Linear Algebra Foundations

Linear algebra is the language of statistical modeling. Every regression model, every coefficient estimate, every standard error ultimately comes from matrix operations. When you call model("y ~ x", data).fit(), bossanova is decomposing matrices, solving linear systems, and computing determinants behind the scenes.

This page builds intuition for the key decompositions bossanova uses internally, so you can understand why the math works rather than just trusting that it does. We start with concrete examples, show you the operations in plain NumPy, and then connect them to the formal theorems that bossanova’s property-based tests verify.

What is a design matrix?¶

In regression, we arrange our data into a matrix $\mathbf{X}$ where each row is an observation and each column is a predictor. The first column is typically all 1s, representing the intercept -- the baseline value of the outcome when all predictors are zero. The remaining columns hold the actual predictor values: continuous measurements, binary indicators, or any other numeric encoding of your variables.
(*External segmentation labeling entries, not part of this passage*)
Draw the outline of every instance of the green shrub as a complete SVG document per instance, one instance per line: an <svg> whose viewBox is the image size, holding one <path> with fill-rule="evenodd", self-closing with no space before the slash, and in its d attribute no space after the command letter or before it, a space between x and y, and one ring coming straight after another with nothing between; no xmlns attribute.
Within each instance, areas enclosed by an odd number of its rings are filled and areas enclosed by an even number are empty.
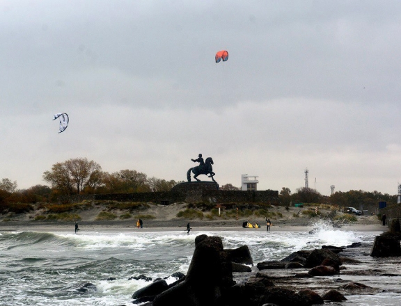
<svg viewBox="0 0 401 306"><path fill-rule="evenodd" d="M305 216L308 216L309 218L315 218L317 217L318 215L321 215L322 213L320 211L317 211L317 214L315 209L307 209L302 211L302 214L305 215Z"/></svg>
<svg viewBox="0 0 401 306"><path fill-rule="evenodd" d="M132 217L132 215L131 215L131 214L129 213L125 213L122 214L121 216L120 216L120 218L123 220L123 219L129 219L130 218Z"/></svg>
<svg viewBox="0 0 401 306"><path fill-rule="evenodd" d="M194 219L196 218L199 219L203 219L203 213L202 211L198 211L195 209L187 208L184 211L178 211L178 214L177 214L177 216L178 218L183 218L185 219Z"/></svg>
<svg viewBox="0 0 401 306"><path fill-rule="evenodd" d="M33 210L33 207L27 203L0 203L0 213L23 214Z"/></svg>
<svg viewBox="0 0 401 306"><path fill-rule="evenodd" d="M97 216L96 216L95 220L97 221L104 221L107 220L114 220L116 218L117 218L117 216L114 214L108 211L100 211Z"/></svg>

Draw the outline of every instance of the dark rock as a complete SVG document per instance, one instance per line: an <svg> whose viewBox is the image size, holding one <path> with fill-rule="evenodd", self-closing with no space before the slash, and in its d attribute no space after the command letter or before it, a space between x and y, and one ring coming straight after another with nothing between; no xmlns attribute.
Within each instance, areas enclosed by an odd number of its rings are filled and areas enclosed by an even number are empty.
<svg viewBox="0 0 401 306"><path fill-rule="evenodd" d="M341 261L340 261L340 264ZM325 259L323 261L322 261L321 266L327 266L334 268L336 271L340 272L340 266L337 261L333 261L332 259L329 258Z"/></svg>
<svg viewBox="0 0 401 306"><path fill-rule="evenodd" d="M324 300L322 297L313 290L308 289L302 289L298 291L298 294L307 298L309 300L309 305L324 304Z"/></svg>
<svg viewBox="0 0 401 306"><path fill-rule="evenodd" d="M195 251L183 282L159 294L154 306L201 306L224 304L223 294L234 285L231 261L221 239L195 239Z"/></svg>
<svg viewBox="0 0 401 306"><path fill-rule="evenodd" d="M171 274L170 276L171 276L172 277L175 277L178 278L178 280L180 280L180 278L182 278L185 276L185 274L182 273L181 272L175 272L173 274Z"/></svg>
<svg viewBox="0 0 401 306"><path fill-rule="evenodd" d="M344 251L344 248L339 248L338 246L333 245L322 245L322 248L324 250L329 250L336 254L338 254Z"/></svg>
<svg viewBox="0 0 401 306"><path fill-rule="evenodd" d="M140 298L144 296L155 296L167 290L168 285L164 280L157 280L143 288L136 290L132 294L132 298Z"/></svg>
<svg viewBox="0 0 401 306"><path fill-rule="evenodd" d="M83 293L86 293L88 292L96 292L97 291L97 288L96 288L96 286L95 286L91 282L86 282L80 284L77 291Z"/></svg>
<svg viewBox="0 0 401 306"><path fill-rule="evenodd" d="M362 261L360 261L357 259L354 259L353 258L349 257L340 257L340 261L341 264L361 264Z"/></svg>
<svg viewBox="0 0 401 306"><path fill-rule="evenodd" d="M267 269L283 269L285 268L284 261L262 261L259 262L256 266L259 270Z"/></svg>
<svg viewBox="0 0 401 306"><path fill-rule="evenodd" d="M299 261L304 262L306 258L310 255L312 251L310 250L300 250L291 253L285 258L281 259L281 261Z"/></svg>
<svg viewBox="0 0 401 306"><path fill-rule="evenodd" d="M401 226L400 225L400 220L395 218L391 220L391 223L388 227L388 232L391 233L401 233Z"/></svg>
<svg viewBox="0 0 401 306"><path fill-rule="evenodd" d="M345 284L344 286L342 286L340 288L343 288L345 289L363 289L372 287L366 286L365 284L361 284L360 282L349 282L349 283Z"/></svg>
<svg viewBox="0 0 401 306"><path fill-rule="evenodd" d="M252 269L248 266L244 264L237 264L236 262L231 263L231 269L233 272L251 272Z"/></svg>
<svg viewBox="0 0 401 306"><path fill-rule="evenodd" d="M143 274L141 274L139 276L132 276L128 278L128 280L143 280L146 282L150 282L152 280L152 277L148 277L147 276L145 276Z"/></svg>
<svg viewBox="0 0 401 306"><path fill-rule="evenodd" d="M133 300L132 304L141 304L145 302L152 302L155 299L155 296L143 296L142 298L137 298Z"/></svg>
<svg viewBox="0 0 401 306"><path fill-rule="evenodd" d="M292 290L284 288L269 288L260 297L259 305L273 303L280 306L308 306L307 297L301 296Z"/></svg>
<svg viewBox="0 0 401 306"><path fill-rule="evenodd" d="M324 275L334 275L338 274L338 272L331 266L317 266L312 268L308 274L312 276L324 276Z"/></svg>
<svg viewBox="0 0 401 306"><path fill-rule="evenodd" d="M285 264L285 268L286 269L297 269L304 268L304 265L300 262L297 261L292 261L288 264Z"/></svg>
<svg viewBox="0 0 401 306"><path fill-rule="evenodd" d="M400 240L391 236L377 236L372 247L370 256L373 257L401 256Z"/></svg>
<svg viewBox="0 0 401 306"><path fill-rule="evenodd" d="M331 289L326 291L322 296L324 300L331 300L331 302L341 302L347 300L345 297L337 290Z"/></svg>
<svg viewBox="0 0 401 306"><path fill-rule="evenodd" d="M308 273L295 273L295 275L294 276L297 278L308 278L313 277L310 274Z"/></svg>
<svg viewBox="0 0 401 306"><path fill-rule="evenodd" d="M361 245L362 245L362 243L361 243L360 242L354 242L352 244L350 244L349 245L347 245L347 248L359 248Z"/></svg>
<svg viewBox="0 0 401 306"><path fill-rule="evenodd" d="M306 264L305 266L308 268L313 268L314 266L320 266L322 262L325 259L330 259L334 262L336 262L338 266L341 264L340 257L337 254L329 250L313 250L310 255L306 258Z"/></svg>
<svg viewBox="0 0 401 306"><path fill-rule="evenodd" d="M182 282L185 280L185 275L184 275L182 277L180 278L179 280L177 280L175 282L172 282L171 284L170 284L168 285L168 288L171 288L174 286L175 286L176 284L180 284L180 282Z"/></svg>
<svg viewBox="0 0 401 306"><path fill-rule="evenodd" d="M248 245L240 246L236 249L227 249L224 251L228 253L231 261L253 266L253 260L252 260Z"/></svg>

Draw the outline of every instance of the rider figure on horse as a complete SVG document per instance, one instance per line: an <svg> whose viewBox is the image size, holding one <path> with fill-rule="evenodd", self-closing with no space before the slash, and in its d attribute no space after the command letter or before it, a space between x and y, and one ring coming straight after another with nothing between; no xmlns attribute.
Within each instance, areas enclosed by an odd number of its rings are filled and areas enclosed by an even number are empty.
<svg viewBox="0 0 401 306"><path fill-rule="evenodd" d="M196 159L191 159L192 161L194 163L199 163L199 170L205 170L205 161L203 161L203 158L202 157L202 154L200 154L198 155L198 158Z"/></svg>

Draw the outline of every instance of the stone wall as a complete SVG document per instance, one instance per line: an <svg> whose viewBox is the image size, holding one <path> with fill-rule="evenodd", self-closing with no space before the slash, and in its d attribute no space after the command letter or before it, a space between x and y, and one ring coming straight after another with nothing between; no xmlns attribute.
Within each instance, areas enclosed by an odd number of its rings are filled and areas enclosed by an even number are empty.
<svg viewBox="0 0 401 306"><path fill-rule="evenodd" d="M279 203L278 191L222 191L219 190L219 185L214 182L183 183L177 185L171 191L168 192L74 195L58 197L59 203L77 202L85 200L151 202L165 205L176 202L266 203L276 205Z"/></svg>

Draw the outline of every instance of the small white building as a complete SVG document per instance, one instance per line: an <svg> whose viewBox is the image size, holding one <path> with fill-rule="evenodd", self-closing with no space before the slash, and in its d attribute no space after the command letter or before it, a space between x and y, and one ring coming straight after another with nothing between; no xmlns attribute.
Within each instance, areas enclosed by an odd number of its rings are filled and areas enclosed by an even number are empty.
<svg viewBox="0 0 401 306"><path fill-rule="evenodd" d="M241 190L257 191L258 177L256 175L241 175Z"/></svg>

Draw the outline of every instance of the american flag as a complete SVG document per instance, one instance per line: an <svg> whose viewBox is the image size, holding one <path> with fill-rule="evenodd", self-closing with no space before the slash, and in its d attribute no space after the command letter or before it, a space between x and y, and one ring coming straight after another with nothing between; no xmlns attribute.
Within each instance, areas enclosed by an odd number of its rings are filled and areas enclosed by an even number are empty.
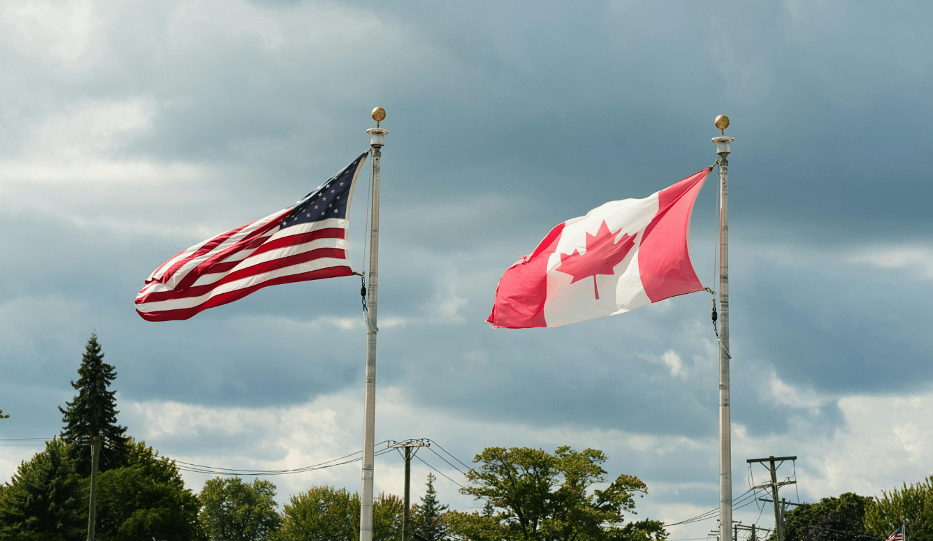
<svg viewBox="0 0 933 541"><path fill-rule="evenodd" d="M146 279L136 311L147 321L188 319L275 284L354 274L347 216L369 151L297 203L175 255Z"/></svg>
<svg viewBox="0 0 933 541"><path fill-rule="evenodd" d="M904 541L904 527L901 526L895 530L894 534L891 534L887 541Z"/></svg>

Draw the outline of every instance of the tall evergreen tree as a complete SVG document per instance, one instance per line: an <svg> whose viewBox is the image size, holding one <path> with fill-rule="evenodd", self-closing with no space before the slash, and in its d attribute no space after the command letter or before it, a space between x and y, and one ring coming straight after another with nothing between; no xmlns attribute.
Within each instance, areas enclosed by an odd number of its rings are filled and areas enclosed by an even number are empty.
<svg viewBox="0 0 933 541"><path fill-rule="evenodd" d="M444 522L443 515L448 506L441 506L438 501L438 491L434 490L434 474L427 474L427 490L421 498L421 505L415 506L414 533L427 541L443 541L447 539L450 529Z"/></svg>
<svg viewBox="0 0 933 541"><path fill-rule="evenodd" d="M117 391L107 390L117 378L117 370L104 362L96 333L88 340L77 373L81 377L71 382L77 396L66 402L67 409L60 406L59 411L65 424L62 440L71 444L77 472L87 477L91 475L90 446L94 436L103 439L100 471L119 467L126 457L126 426L117 424Z"/></svg>

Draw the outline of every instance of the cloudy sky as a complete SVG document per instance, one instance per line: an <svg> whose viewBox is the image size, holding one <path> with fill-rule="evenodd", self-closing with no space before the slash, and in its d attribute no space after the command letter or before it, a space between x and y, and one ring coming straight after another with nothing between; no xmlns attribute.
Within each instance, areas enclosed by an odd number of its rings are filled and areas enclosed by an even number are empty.
<svg viewBox="0 0 933 541"><path fill-rule="evenodd" d="M355 277L188 321L134 312L177 251L291 204L384 107L377 441L429 438L439 496L487 446L602 449L639 518L715 508L717 357L693 293L493 330L497 280L556 223L716 159L731 119L734 494L797 455L793 501L876 495L933 460L933 5L139 0L0 4L0 478L49 438L88 337L163 454L294 468L362 447ZM358 193L357 193L358 195ZM362 261L365 199L353 209ZM715 183L693 214L714 284ZM435 454L434 451L437 451ZM376 489L402 492L397 453ZM199 491L209 476L186 473ZM274 478L357 490L359 466ZM760 502L759 502L760 503ZM744 523L770 528L754 503ZM671 528L703 537L708 520Z"/></svg>

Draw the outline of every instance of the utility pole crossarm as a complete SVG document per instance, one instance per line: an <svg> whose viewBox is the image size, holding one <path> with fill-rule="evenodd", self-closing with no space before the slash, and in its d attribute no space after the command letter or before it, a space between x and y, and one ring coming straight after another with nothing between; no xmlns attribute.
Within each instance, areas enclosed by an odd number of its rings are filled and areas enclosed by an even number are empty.
<svg viewBox="0 0 933 541"><path fill-rule="evenodd" d="M405 450L402 455L405 458L405 500L402 504L404 506L403 518L402 518L402 541L411 541L411 457L414 453L418 452L419 447L430 447L431 444L426 440L408 440L406 441L390 441L386 443L385 447L389 449L397 449L399 452ZM414 449L414 453L411 450Z"/></svg>
<svg viewBox="0 0 933 541"><path fill-rule="evenodd" d="M784 486L786 484L797 484L797 481L796 480L782 480L781 482L774 482L774 483L765 482L765 483L761 483L759 485L755 485L752 488L753 489L770 489L772 487L779 487L779 486ZM761 498L759 498L759 499L760 500ZM768 500L768 501L770 502L771 500Z"/></svg>
<svg viewBox="0 0 933 541"><path fill-rule="evenodd" d="M426 441L403 441L401 443L387 443L385 446L393 449L401 449L404 447L430 447L431 444Z"/></svg>
<svg viewBox="0 0 933 541"><path fill-rule="evenodd" d="M785 460L797 460L797 457L796 456L769 456L768 458L749 458L745 462L747 462L748 464L751 464L753 462L771 462L772 460L773 460L774 462L777 462L778 460L780 460L781 462L784 462Z"/></svg>

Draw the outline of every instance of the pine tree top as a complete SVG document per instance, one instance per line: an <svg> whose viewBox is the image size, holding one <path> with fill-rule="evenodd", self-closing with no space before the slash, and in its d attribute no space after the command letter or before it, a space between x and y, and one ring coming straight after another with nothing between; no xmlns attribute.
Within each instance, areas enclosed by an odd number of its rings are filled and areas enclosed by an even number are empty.
<svg viewBox="0 0 933 541"><path fill-rule="evenodd" d="M109 390L110 384L117 379L117 369L104 362L104 351L93 333L88 340L77 369L77 381L71 386L77 395L66 408L59 407L64 427L62 439L72 444L88 444L91 438L104 439L104 461L103 469L116 467L125 455L126 426L117 424L117 391ZM107 457L109 455L109 458ZM78 459L79 470L84 469L82 459Z"/></svg>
# A small design matrix: 5 observations, 3 predictors
# Column 0: intercept (all 1s)
# Column 1: a continuous predictor (e.g., dosage)
# Column 2: a binary predictor (e.g., treatment vs control)
X = np.array([
    [1, 0.5, 0],
    [1, 1.2, 1],
    [1, 2.3, 0],
    [1, 3.1, 1],
    [1, 4.0, 0],
])
print("Design matrix X:")
print(X)
print(f"\nShape: {X.shape}  (rows = observations, columns = predictors)")

Design matrix X:
[[1.  0.5 0. ]
 [1.  1.2 1. ]
 [1.  2.3 0. ]
 [1.  3.1 1. ]
 [1.  4.  0. ]]

Shape: (5, 3)  (rows = observations, columns = predictors)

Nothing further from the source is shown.